World Wetlands Day is celebrated each year on 2 February to raise awareness about wetlands. Wetlands Action for People and Nature is the theme in 2022 highlighting the importance of actions to ensure the conservation and sustainable use of wetlands for humans and planetary health. This theme gives the team at Cain Bio-Engineering a chance to showcase our projects and promote the environmental ethics we have practiced over the past 25 years.
Wetlands are vital ecosystems with intricate interconnections that are extremely important for aquatic and terrestrial species. Of course, water is the vital component of wetland habitat and can be defined as fresh water, brackish water, or salt water. Wetlands include habitats such as bogs, ditches, estuaries, fens, floodplains, lagoons, lakes, marshes, mires, mudflats, peatland, ponds, rivers, saltmarshes, streams, and swamps.
At Cain Bio-Engineering we work on all types of wetland habitat – from ponds to estuaries – to create, control, enhance, and restore these ecologically abundant and diverse habitats for fish, insects, plants, amphibians, invertebrates, reptiles, birds, and mammals (including people). By restoring wetlands we help to restore biodiversity – it’s what our business is engineered to do!
Please take a look at just some of our projects, listed below, which showcase our work. If you need any further information, do not hesitate to ask. Contact: firstname.lastname@example.org.
- River Kennet – increase floodplain connectivity, fish passage, and enhance riparian habitats: the enhancement of the main River Kennet channel at Eddington Mill enabled increased flow diversity, habitat diversity, floodplain connectivity, enhanced riparian habitats and backwater habitats, and the creation of a bypass channel for fish passage. Additionally, the project included excavation of a new pond and marginal area.
- Langford Lakes Nature Reserve – Wetland Enhancement Project: The aim of The Wetland Enhancement Project was to create additional wetland habitat to benefit wading birds of conservation concern and to enrich the wildlife interest for the numerous visitors to Langford Lakes.

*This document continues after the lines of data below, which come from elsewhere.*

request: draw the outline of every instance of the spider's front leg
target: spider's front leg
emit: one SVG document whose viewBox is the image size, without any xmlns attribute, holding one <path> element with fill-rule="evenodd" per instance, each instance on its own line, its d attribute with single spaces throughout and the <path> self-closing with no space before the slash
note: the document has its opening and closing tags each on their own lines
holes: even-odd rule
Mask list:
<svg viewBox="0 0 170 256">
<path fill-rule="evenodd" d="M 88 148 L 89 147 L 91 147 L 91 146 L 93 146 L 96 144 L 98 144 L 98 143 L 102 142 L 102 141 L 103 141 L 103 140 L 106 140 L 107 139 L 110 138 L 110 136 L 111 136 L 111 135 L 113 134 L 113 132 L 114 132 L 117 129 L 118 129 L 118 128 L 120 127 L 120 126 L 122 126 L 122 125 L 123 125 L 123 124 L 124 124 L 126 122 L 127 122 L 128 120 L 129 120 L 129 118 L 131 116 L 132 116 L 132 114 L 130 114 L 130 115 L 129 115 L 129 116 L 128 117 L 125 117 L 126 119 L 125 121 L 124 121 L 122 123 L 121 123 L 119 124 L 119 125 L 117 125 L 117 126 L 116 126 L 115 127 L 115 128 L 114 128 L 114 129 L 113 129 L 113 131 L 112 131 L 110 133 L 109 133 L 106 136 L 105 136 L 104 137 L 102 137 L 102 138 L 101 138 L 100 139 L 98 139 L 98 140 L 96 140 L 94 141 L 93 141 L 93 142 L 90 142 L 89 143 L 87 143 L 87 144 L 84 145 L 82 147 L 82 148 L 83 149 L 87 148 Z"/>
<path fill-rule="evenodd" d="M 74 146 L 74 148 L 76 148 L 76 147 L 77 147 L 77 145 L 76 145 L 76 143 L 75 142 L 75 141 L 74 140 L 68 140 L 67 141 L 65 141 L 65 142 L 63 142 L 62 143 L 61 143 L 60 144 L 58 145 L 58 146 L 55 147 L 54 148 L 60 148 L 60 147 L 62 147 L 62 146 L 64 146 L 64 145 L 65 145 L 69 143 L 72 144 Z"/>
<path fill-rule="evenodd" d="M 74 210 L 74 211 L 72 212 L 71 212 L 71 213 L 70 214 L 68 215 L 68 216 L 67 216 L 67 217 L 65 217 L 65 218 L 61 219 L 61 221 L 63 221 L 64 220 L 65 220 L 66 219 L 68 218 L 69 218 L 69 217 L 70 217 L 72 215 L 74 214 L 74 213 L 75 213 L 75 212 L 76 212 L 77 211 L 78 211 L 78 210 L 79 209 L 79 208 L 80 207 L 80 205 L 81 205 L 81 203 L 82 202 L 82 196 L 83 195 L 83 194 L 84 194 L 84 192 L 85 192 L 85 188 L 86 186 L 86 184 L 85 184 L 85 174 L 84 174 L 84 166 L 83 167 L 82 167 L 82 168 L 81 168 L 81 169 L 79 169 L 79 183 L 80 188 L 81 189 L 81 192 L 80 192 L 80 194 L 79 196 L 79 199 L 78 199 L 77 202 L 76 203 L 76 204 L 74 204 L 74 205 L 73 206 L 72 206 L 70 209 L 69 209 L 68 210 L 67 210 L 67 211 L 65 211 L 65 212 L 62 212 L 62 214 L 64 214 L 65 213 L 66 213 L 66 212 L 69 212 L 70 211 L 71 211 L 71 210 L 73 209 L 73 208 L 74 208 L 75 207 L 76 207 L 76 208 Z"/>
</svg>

- Lambourn Aylott Hatches – Fish Pass: This project improved fish passage on the River Lambourn and provided habitat benefits including the creation of an area of wet woodland, an online backwater and an offline pond.
- River Lambourn – habitat enhancement: This project reflected the riparian owner’s interest in improving the River Lambourn at East Shefford Mill leat, and provided a significant opportunity for improved fish passage, habitat restoration and aesthetic enhancements of the watercourses.
- River Axe – woody debris stabilisation: This project on the upper sections of the River Axe was designed to address catchment wide erosion and sedimentation issues that had serious implications for the SAC and SSSI designated reaches downstream. The large scale woody debris techniques used here have not only reduced erosion and sediment loading, but also improved flow diversity, habitat diversity, fish cover, and floodplain connectivity.
Please email email@example.com if you would like more information about our services, or to find out how we can help you.
NB: (On 30 August 2021 the UN General Assembly adopted Resolution 75/317 that established 2 February as World Wetlands Day.)